Balance Due Notices From The IRS

Balance Due Notices From The IRS

On August 21st the IRS announced, it had suspended sending certain balance-due notices to taxpayers while it continues to process its backlog of unopened mail, which may in some cases contain the sought payments.

Also on Aug. 21st, the IRS Said it was working to identify and correct erroneous penalties it applied to some employers who reduced their payroll tax deposits to claim COVID-19 relief-related credits.

In the first announcement, three types of taxpayer follow-up notices are suspended — CP501, CP503, and CP504 — all of which the IRS typically sends after first notifying a taxpayer that they have a liability due.
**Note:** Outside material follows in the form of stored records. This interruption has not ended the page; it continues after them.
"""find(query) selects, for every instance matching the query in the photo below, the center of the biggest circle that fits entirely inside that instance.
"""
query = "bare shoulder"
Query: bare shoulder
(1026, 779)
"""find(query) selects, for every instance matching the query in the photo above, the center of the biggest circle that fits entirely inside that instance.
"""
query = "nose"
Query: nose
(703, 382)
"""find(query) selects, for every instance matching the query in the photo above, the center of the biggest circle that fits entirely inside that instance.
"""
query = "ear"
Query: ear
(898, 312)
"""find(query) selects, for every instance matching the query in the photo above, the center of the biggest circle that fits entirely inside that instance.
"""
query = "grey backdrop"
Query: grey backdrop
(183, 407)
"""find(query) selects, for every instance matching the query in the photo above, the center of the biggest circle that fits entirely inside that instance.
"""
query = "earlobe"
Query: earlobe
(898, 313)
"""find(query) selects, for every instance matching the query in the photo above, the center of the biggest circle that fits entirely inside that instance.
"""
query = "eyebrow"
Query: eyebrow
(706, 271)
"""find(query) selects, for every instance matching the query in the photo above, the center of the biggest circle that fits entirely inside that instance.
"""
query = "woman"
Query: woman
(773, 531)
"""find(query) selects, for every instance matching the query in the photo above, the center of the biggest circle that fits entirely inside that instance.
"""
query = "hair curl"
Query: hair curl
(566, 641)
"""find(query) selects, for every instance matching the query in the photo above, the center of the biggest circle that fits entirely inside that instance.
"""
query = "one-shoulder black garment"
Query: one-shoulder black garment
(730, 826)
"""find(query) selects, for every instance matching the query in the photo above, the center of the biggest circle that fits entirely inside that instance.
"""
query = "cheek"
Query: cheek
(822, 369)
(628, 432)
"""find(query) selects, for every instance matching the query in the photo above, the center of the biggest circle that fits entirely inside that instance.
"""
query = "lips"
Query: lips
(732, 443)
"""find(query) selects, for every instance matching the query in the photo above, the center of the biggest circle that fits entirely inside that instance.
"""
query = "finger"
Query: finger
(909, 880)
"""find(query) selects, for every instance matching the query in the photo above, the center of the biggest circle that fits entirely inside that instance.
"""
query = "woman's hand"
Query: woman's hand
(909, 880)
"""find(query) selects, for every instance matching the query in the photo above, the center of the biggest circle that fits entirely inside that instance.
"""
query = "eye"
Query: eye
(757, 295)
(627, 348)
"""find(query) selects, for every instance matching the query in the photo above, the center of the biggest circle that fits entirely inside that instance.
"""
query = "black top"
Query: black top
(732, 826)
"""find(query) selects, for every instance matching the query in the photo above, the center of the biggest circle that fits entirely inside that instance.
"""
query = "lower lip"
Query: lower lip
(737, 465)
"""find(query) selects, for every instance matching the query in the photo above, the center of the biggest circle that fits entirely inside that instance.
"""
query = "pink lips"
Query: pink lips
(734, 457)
In its announcement, the IRS acknowledged it still has a mail backlog, which accumulated during the COVID-19–related closure of most of its operations but said it was making “significant reductions” in it.

Earlier in August, the IRS, in an update to its webpage on its operations during the pandemic, advised taxpayers who had mailed in payments by check that had not yet been cashed not to cancel the checks and to maintain an adequate bank balance to cover them. The IRS said that payments will be posted as of the date the Service received the check, rather than on the date it processes it. The Service further said that, due to the delays, it would waive bad-check penalties on dishonored checks that it had received between March 1 and July 15, 2020.